Government solicited and took further inputs from its agencies and public before subjecting the document to a series of internal reviews. In their contributions into strengthening the report, community radio stakeholders made submissions such as:
• The Policy should provide for a clear recognition of a three-tier structure of broadcasting in line with African Charter on Broadcasting: Pub1ic Service, Commercial and Community.
• The development of community broadcasting shall be promoted as distinct from decentralised state broadcasting.
•Broadcasters in all tiers' should be required to promote and develop local content.
•The NBC and NCC should be merged into an independent regulatory body.
•Broadcast station licensing should be fair, transparent and based on clear criteria.
•Media concentration should be discouraged.
•Community radio should be allowed to derive funding from sources, which include specific community-related commercial activities, community contributions, grants and an independent Community Radio Trust Fund.
In 2006, government undertook similar exercise as regards National Community Radio Policy when a 17-member committee was set up to produce a draft Community Radio Policy. The committee presented its report to the government in December 2006. The report made recommendations on key issues, which include:
• Access, participation and ownership: community groups and individuals should be involved in financial/other contributions and represented in the control, management and operations of community radio stations.
• Licencing: The broadcasting licence should be free, without prejudice to reasonable processing fees; application and processing should be simple, transparent and community-friendly.
• Programming, content and language: broadcasting will be in language(s) of the community served as much as possible will reflect the socio-linguistic realities of its environment; content, planning and production will be participatory, involving representatives of the audience.
• Governance and management: of the community radio should be community driven, accountable, transparent and responsive, based on efficient practices and appropriate tools; prior to establishment, the participatory methodology should be deployed in creating awareness and sensitising the people on community radio.
•Technical arrangement: The regulator should prepare a frequency plan which ensures sufficient frequencies for community radios throughout the country 10 to 15 percent of FM broadcast frequency spectrum for community radio stations; stations should be granted transmission power of 1 00 watts, although higher levels where justified.

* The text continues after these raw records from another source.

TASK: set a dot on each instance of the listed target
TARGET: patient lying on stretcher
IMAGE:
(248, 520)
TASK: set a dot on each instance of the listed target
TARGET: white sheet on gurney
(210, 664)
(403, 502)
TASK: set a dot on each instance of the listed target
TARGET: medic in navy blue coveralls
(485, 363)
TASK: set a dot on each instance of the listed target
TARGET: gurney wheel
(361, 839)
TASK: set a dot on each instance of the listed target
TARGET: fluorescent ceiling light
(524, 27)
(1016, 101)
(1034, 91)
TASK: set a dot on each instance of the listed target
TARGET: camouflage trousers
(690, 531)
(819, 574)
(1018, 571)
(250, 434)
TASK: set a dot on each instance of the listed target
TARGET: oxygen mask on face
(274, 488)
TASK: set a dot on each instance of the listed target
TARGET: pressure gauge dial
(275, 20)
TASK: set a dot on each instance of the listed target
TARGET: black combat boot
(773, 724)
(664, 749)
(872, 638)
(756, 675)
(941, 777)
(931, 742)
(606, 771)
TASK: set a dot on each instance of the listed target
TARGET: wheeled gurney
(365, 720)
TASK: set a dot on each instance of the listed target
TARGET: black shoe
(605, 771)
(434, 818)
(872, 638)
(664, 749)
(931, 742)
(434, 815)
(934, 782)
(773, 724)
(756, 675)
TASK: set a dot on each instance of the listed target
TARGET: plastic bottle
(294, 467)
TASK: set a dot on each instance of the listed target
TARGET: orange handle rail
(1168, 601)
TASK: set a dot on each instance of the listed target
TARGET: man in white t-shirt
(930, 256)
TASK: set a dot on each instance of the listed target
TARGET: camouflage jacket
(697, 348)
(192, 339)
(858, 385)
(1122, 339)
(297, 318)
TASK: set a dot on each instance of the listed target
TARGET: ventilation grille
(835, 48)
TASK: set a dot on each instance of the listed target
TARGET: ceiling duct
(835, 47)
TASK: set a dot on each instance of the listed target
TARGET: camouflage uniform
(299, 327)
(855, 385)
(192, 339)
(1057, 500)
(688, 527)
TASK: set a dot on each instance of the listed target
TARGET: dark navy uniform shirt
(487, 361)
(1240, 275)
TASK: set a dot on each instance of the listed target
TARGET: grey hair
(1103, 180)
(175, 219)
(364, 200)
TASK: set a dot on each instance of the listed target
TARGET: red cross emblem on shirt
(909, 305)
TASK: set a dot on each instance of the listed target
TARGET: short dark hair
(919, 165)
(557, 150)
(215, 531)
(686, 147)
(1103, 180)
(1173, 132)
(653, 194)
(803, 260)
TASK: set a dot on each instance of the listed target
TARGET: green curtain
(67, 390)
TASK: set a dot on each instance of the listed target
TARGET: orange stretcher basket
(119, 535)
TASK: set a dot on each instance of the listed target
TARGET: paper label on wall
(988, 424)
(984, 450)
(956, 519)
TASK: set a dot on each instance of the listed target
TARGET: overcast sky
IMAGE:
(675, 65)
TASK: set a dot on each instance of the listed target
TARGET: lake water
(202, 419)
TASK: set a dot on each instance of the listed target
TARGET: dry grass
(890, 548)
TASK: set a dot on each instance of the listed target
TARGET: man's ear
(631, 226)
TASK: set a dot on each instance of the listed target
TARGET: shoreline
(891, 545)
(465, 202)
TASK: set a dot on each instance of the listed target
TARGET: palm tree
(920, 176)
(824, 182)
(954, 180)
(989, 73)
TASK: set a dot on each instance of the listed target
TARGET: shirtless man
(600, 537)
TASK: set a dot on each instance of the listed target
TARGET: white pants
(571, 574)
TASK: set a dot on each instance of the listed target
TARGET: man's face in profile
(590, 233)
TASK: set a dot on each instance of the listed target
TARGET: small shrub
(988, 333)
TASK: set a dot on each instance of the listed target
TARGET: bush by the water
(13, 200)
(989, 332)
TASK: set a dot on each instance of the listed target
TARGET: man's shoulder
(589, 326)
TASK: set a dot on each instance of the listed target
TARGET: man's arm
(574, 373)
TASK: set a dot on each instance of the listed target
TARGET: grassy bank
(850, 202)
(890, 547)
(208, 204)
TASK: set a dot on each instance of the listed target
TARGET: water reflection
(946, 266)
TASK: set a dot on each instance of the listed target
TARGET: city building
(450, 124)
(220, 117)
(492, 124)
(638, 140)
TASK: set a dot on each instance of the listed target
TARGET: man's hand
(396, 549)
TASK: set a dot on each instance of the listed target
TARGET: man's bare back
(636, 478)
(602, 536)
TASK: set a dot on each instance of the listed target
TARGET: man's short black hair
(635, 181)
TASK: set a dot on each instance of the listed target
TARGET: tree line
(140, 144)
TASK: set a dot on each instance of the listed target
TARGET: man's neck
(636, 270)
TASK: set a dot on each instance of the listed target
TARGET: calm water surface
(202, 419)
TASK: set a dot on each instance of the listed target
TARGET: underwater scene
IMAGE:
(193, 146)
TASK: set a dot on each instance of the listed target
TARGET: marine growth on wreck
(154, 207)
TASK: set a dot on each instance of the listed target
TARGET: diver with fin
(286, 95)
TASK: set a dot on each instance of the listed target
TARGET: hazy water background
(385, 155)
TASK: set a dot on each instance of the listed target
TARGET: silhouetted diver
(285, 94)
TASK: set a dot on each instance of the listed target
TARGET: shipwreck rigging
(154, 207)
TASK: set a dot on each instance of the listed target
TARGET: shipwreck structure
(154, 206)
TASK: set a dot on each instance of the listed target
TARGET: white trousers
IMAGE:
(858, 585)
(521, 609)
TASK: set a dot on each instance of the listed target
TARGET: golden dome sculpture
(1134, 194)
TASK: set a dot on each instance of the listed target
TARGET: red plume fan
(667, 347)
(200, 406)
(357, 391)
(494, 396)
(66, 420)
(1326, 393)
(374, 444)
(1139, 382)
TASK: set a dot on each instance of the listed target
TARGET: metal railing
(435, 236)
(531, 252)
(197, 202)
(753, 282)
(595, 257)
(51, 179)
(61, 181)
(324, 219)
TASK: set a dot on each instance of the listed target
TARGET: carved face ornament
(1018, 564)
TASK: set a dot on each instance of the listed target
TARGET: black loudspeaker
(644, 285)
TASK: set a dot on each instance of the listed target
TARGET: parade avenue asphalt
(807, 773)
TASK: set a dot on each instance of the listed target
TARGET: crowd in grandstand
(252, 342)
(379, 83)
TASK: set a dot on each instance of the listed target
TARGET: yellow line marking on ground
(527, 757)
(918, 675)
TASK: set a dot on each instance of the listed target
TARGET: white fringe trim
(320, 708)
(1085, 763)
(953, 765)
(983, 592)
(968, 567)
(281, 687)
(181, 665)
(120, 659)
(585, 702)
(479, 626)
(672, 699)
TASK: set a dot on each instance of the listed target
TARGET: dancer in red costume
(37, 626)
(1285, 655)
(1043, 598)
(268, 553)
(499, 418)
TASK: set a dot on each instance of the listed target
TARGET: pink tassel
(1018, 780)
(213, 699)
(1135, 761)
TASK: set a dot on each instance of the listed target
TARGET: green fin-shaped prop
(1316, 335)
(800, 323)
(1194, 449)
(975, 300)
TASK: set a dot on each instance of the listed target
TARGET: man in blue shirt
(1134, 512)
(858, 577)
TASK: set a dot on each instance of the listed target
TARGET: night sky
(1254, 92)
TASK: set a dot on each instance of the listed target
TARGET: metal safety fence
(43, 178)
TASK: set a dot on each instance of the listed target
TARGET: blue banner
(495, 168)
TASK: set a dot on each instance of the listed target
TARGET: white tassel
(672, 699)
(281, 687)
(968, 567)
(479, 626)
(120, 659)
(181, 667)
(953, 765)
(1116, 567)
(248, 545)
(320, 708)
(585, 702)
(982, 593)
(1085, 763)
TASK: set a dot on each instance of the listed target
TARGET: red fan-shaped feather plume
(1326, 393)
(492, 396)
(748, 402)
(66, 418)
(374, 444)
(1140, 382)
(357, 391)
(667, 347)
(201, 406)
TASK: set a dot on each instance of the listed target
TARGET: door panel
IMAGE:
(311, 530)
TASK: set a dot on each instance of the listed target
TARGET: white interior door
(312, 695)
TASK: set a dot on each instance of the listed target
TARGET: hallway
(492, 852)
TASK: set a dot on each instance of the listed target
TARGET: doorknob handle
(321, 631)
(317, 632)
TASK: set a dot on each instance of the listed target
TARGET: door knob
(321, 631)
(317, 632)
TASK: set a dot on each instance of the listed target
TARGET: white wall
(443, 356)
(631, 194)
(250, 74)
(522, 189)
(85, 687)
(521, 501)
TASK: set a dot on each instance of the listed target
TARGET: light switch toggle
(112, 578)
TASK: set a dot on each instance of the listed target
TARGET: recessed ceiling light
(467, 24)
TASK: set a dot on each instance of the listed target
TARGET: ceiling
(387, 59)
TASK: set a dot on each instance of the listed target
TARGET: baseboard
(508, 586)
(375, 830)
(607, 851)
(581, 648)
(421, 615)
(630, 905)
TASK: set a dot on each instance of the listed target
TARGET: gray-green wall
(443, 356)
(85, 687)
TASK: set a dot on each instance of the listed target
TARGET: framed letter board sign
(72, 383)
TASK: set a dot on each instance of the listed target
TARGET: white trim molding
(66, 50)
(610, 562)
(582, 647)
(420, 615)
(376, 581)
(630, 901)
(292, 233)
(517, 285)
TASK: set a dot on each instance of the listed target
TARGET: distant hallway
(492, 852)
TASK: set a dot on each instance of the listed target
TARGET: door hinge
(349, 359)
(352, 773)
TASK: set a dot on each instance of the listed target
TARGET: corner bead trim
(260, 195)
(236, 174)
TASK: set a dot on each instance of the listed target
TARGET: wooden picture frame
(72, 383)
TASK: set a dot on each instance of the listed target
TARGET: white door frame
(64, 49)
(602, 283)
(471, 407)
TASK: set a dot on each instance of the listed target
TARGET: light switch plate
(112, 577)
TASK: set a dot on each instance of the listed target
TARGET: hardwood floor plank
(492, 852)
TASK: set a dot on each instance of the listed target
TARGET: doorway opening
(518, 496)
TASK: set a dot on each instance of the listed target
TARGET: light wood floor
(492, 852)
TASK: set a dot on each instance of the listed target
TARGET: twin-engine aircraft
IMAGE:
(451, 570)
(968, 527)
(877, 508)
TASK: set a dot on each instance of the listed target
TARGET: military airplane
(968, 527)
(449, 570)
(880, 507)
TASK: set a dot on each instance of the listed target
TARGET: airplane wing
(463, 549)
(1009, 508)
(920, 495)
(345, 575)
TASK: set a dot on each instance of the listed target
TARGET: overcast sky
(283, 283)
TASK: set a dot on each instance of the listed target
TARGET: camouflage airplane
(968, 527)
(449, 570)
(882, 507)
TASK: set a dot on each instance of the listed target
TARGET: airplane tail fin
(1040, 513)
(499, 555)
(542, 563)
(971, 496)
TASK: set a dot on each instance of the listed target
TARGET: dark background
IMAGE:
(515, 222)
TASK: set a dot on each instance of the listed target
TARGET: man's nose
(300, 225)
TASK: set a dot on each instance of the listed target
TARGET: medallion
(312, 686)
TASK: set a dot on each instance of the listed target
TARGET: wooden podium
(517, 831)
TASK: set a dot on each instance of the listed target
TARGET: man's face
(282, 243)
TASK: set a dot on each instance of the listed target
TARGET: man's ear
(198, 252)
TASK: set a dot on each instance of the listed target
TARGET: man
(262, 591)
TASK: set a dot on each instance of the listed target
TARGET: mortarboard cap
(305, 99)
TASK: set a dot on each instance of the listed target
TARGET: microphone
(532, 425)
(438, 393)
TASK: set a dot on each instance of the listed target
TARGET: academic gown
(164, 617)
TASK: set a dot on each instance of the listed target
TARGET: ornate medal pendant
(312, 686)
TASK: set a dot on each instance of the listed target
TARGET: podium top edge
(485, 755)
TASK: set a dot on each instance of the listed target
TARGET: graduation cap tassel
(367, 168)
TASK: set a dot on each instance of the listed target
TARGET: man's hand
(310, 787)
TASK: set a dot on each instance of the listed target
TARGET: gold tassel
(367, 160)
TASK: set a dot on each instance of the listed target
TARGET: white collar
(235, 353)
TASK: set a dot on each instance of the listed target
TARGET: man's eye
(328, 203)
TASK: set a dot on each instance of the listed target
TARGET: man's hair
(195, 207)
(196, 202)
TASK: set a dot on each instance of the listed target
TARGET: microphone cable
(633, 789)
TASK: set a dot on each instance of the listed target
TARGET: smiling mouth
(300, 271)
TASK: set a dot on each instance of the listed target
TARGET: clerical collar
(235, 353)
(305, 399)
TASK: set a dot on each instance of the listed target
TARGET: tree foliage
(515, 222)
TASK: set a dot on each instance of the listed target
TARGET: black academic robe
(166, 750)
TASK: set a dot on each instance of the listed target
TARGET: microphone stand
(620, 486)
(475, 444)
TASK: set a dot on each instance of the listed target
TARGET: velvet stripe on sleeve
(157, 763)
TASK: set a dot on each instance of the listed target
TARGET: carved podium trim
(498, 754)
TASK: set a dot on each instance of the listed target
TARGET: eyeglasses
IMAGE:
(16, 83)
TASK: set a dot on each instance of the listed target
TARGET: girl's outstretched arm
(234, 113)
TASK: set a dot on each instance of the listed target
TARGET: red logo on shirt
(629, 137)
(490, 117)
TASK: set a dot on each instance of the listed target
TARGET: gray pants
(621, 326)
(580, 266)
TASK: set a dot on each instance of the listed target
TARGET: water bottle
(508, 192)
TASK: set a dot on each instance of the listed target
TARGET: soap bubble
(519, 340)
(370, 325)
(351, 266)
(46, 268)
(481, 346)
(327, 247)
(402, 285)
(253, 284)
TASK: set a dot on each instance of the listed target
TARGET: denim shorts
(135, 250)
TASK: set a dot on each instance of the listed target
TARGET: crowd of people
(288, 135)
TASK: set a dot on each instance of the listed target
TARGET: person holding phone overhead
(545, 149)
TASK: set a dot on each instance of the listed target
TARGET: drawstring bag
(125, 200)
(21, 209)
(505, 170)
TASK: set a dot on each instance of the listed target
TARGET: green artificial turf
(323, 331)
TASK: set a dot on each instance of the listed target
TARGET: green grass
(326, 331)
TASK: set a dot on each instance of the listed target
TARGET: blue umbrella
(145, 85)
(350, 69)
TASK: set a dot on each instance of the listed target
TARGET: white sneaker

•Sustainability and funding: Community radio licences should be registered as not-for-profit entities with at least 60 per cent local ownership; there should be no regulatory restrictions on source of revenue other than to encourage sustainability through diversity of financing and to avoid dependence on anyone source, they shall raise funds through advertising, sponsorship and other diverse sources, although no single source should account for more than 50 percent.
•Research and capacity-building: The regulator and other stakeholders shall encourage and promote research and training into the sustainability, social and development impact of community radio.
•Monitoring and evaluation: both the regulatory body and community members should be involved in monitoring and evaluation activities.
Lawmakers are urged to fast track the completion of work on these policies while other regulatory frameworks in the statute book that are due for review are also accommodated in their renewed efforts to bequeath a functional Constitution to the country.